Of course, other interpretations are also possible: as a female, Baba Yaga’s ‘wings’ were ‘clipped’ in advance, so she was compelled to ‘fly’ in a mortar, an everyday object, like flying in a stewpot or a kneading-trough. There is also the interpretation that Baba Yaga is actually a hermaphrodite, hence a perfect human being, a Slavic folklore version of Tiresias, who – thanks to the gods – switched gender more than once (and decided in the end that being female is much better!). In Slavic carnival travesties, in Croatia for example, they carry a doll around the village; they call it ‘grandma carries grandpa’ ( baba dida nosi ), and it is formed of woven parts of male and female bodies.

A popular Russian woodcut ( lubok ) from the early 18th century depicts an unusual scene: Baba Yaga going into battle with a crocodile. Supposedly the crocodile is Peter the Great (because that was what the Old Believers called Peter the Great: ‘the crocodile’), and Baba Yaga is his wife. Baba Yaga rides on a swine, holding the reins in one hand and a pestle in the other. Her belt is a tangle of a hatchet and a distaff, one ‘male’ object and the other typically ‘female’, although they both have a phallic shape. Hence Baba Yaga, in the imagination of the anonymous woodcut-artist, possesses both symbols of power.

Remarks

Pupa’s foot warmer is a modern equivalent of Baba Yaga’s mortar. This connection becomes even more obvious when the girl Wawa claims Pupa’s boot and uses it as a mother’s womb in which she falls asleep and dreams her dreams.
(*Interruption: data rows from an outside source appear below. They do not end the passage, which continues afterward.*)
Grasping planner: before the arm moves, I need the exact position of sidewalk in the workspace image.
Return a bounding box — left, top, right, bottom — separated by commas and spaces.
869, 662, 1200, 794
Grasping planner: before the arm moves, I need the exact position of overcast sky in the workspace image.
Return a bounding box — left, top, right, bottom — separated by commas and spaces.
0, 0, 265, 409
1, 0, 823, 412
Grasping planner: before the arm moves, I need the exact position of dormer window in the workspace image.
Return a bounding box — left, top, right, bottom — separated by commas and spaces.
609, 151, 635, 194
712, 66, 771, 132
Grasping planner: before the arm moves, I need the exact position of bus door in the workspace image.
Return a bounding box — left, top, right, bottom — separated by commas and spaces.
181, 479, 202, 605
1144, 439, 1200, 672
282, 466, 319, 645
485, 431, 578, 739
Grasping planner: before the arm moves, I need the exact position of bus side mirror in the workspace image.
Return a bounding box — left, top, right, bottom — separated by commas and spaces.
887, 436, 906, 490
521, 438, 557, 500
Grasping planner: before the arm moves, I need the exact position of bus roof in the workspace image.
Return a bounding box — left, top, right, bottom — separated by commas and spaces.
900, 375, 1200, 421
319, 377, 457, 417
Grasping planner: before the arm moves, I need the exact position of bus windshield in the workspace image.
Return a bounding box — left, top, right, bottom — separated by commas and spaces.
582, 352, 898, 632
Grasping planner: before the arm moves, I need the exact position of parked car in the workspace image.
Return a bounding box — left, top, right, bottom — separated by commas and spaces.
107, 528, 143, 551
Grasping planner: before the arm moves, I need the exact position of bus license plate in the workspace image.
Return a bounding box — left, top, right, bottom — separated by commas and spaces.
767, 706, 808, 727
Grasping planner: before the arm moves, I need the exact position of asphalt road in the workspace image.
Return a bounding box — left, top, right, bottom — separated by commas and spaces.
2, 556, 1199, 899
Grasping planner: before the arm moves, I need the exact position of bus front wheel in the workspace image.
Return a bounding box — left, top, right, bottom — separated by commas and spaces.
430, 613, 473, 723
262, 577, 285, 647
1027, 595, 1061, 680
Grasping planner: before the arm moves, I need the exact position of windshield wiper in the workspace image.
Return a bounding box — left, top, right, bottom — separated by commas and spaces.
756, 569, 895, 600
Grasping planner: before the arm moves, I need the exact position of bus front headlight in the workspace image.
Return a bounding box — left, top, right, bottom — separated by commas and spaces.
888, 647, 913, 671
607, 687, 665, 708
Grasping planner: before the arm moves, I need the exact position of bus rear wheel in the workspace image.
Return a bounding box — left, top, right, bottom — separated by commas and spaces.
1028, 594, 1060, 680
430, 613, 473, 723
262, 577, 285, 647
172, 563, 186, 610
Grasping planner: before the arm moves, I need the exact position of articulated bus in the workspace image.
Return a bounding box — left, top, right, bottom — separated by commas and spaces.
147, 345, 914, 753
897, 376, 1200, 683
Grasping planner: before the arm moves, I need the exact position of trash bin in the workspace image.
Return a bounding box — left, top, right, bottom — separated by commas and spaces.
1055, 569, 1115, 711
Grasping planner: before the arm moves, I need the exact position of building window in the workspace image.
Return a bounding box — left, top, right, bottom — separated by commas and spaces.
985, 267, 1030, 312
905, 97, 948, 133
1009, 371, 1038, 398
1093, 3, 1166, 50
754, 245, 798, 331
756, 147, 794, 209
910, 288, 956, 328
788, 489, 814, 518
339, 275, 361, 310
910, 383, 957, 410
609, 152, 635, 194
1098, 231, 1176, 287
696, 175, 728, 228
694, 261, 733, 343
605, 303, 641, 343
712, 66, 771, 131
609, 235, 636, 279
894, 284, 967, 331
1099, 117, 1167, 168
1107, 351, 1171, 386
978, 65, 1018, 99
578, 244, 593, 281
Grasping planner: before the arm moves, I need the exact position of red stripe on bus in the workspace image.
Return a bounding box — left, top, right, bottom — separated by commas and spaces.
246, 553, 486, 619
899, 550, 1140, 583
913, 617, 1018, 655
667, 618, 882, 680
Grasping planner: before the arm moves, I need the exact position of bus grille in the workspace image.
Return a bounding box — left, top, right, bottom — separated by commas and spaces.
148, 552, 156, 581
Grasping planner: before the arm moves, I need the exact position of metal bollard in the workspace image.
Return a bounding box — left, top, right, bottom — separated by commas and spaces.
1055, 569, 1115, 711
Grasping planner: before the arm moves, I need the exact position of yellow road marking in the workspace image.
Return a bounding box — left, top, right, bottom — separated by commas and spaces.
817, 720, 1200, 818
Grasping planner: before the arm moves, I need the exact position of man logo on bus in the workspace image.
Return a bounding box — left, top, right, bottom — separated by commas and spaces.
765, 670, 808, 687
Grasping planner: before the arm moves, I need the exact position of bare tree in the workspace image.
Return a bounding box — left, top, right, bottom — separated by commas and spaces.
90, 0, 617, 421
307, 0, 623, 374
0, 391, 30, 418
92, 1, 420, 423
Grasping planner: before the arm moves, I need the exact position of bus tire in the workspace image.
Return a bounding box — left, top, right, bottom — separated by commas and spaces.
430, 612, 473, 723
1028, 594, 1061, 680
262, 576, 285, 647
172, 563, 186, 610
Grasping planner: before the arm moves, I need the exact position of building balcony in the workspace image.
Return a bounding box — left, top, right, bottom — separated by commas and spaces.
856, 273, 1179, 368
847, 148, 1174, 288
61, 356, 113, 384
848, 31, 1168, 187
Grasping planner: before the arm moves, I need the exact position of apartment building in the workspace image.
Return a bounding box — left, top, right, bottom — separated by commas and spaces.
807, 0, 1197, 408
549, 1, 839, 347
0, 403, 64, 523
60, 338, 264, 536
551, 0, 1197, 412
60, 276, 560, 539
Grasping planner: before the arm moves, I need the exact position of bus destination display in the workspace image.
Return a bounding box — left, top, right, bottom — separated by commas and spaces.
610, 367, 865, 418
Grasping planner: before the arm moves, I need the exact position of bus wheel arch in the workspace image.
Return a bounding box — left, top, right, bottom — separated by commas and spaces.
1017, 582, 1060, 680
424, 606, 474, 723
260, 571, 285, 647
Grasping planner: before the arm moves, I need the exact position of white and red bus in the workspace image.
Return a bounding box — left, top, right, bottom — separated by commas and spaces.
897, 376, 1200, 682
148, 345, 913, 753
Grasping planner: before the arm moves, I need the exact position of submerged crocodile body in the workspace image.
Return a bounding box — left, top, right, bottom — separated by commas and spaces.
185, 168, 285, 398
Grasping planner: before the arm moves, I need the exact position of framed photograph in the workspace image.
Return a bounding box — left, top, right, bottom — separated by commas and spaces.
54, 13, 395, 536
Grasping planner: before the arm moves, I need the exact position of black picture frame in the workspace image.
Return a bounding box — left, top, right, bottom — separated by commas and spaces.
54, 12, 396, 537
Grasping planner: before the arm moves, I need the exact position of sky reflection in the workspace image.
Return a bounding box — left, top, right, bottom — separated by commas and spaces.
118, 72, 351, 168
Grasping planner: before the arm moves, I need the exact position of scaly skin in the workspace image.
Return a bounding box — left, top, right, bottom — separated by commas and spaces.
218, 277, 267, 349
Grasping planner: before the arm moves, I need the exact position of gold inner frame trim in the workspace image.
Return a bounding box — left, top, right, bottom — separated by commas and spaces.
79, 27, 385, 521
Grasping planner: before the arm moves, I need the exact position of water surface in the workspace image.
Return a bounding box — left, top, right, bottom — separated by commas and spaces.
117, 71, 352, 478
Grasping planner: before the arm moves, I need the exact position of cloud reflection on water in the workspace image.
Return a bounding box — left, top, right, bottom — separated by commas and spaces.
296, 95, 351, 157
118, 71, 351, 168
Kukla, the vagina dentata , longs for a penis so that she can start up her ‘flying machine’ and become an independent flier. But in order to come by the requisite part, its owner has to die. Perhaps this is why Kukla’s men all die, or are invalids: in other words, Kukla does not need a complete man, she only needs a bit of him – the ‘pestle’. A current, a faint and gentle breeze, can be felt enveloping Kukla, who would in ancient times have been the mistress of the four winds.

CANNIBALISM

Baba Yaga is dogged by evil rumours that she ‘ate people like chickens’. Her hut or hovel, surrounded by heaps of human bones, plainly signals to the passing traveller that he has stumbled upon a cannibal’s lair.